The large part of the reason I use the spreadsheet is so I don't forget one accessory or another. It's like a reminder to be sure I don't forget a part. Plus I have formulated my spreadsheets in such a way that some calculations are done for me, for example determining how many gallons of primer will be needed based on the various flashing roll widths and lengths. I don't need to think about it, it's automatically done.


4-6 hours to price a job? Even by long hand that is an incredibly long time. I am not familiar with edge. What did edge do for you that is taking so long to do long hand? Did you previously make a complete materials list with edge or was edge based on averages and after you sold the job a production guy would make a material list? To do a complete take off AND input the pricing should be 4-6 hours on a simple box-job including time bullshitting with the guy in the office next to me. However once the take-off is done, making the material list and filling in my spreadsheet takes only a couple of minutes.


----------



## Grumpy (Oct 29, 2008)

JBL said:


> Calculator is the best. I can calculate 1000 squares in just 5 minutes.
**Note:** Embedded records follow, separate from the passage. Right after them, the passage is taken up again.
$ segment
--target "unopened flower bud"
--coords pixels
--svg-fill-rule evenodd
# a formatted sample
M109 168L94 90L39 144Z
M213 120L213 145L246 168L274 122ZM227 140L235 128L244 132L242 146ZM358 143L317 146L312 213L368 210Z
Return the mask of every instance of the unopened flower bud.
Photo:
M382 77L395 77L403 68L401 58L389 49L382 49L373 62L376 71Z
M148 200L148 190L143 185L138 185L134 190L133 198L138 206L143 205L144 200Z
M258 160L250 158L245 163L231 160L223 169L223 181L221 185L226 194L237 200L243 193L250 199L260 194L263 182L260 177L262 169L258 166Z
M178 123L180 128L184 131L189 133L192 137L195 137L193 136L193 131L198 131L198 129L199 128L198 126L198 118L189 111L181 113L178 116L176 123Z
LOL a 1000 square job is easier to calculate than a 10 square job. Both may have the same amount of details and penetrations. I find I spend more time pricing the job the smaller it gets. The owner of the company where I work will price out about 3-4 jobs a day all of them big box ballast usually not less than an acre. LOL Pricing a curb build out takes me longer.


----------



## 1985gt (Dec 21, 2010)

Lol I've spent days pricing out jobs!


----------



## Grumpy (Oct 29, 2008)

1985gt said:


> Lol I've spent days pricing out jobs!


Yep I quoted a job for the local county park district on OUTHOUSES and when it was all said and done I figured I spent 60 hours on the bid. I didn't get it, I was something like $160,000 and someone was $125,000.

Did I say this was for outhouses? No wonder the state of IL is broke and taxes are so high.


----------



## 1985gt (Dec 21, 2010)

So was it a 60k roof and the 100k was to cover your estimating fees?


----------



## Grumpy (Oct 29, 2008)

1985gt said:


> So was it a 60k roof and the 100k was to cover your estimating fees?
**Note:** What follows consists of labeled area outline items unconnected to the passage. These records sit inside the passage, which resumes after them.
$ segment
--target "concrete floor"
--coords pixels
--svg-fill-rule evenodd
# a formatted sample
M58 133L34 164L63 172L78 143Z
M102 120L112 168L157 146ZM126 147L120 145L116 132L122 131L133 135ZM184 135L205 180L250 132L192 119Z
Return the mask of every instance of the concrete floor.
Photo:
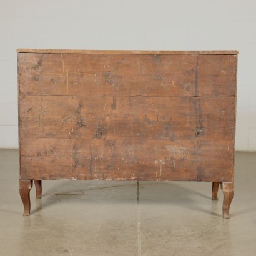
M230 219L209 182L43 181L31 215L17 150L0 150L1 255L256 255L256 152L239 152Z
I would have got the job but I got greedy. I put in the cost of a new dump trailer and new tar kettle, since I did not own either. 
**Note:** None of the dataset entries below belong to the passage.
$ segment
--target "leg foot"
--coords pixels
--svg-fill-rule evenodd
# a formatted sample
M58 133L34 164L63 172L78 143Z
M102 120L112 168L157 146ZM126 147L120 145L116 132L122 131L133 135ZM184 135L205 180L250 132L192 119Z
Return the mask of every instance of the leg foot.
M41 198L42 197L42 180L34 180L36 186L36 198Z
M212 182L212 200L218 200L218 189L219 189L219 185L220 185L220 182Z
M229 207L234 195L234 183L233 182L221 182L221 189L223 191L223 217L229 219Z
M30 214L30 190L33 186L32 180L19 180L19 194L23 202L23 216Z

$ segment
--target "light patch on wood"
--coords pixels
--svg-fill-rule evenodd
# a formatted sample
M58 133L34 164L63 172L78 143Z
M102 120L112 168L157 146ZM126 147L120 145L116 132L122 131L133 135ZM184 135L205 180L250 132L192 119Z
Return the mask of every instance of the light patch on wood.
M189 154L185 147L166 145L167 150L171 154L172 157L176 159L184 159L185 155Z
I also figured in the cost of a fenced in staging area as per the engineer request, which was un-necessary on this job. I figured because of the size of each roof we would load up the trailer with the day's materials each morning, and download the tear off each night.... but I added in the temp fencing anyways.

Oh well, win some lose some. I still remember the basic spec which was a rolls royce hot roof on these outhouses. No wonder Cook County is nearly bankrupt. They wanted insulation on unconditioned spaces. They wanted a gyp cover board over the insulation. They wanted a meramac river rock instead of pea gravel, and if I recall this river rock cost 3x what pea gravel cost. 

Friggin outhouses! Sheesh. That was one of my first entries into govt work, now I bid alot of it, back then very very little.


----------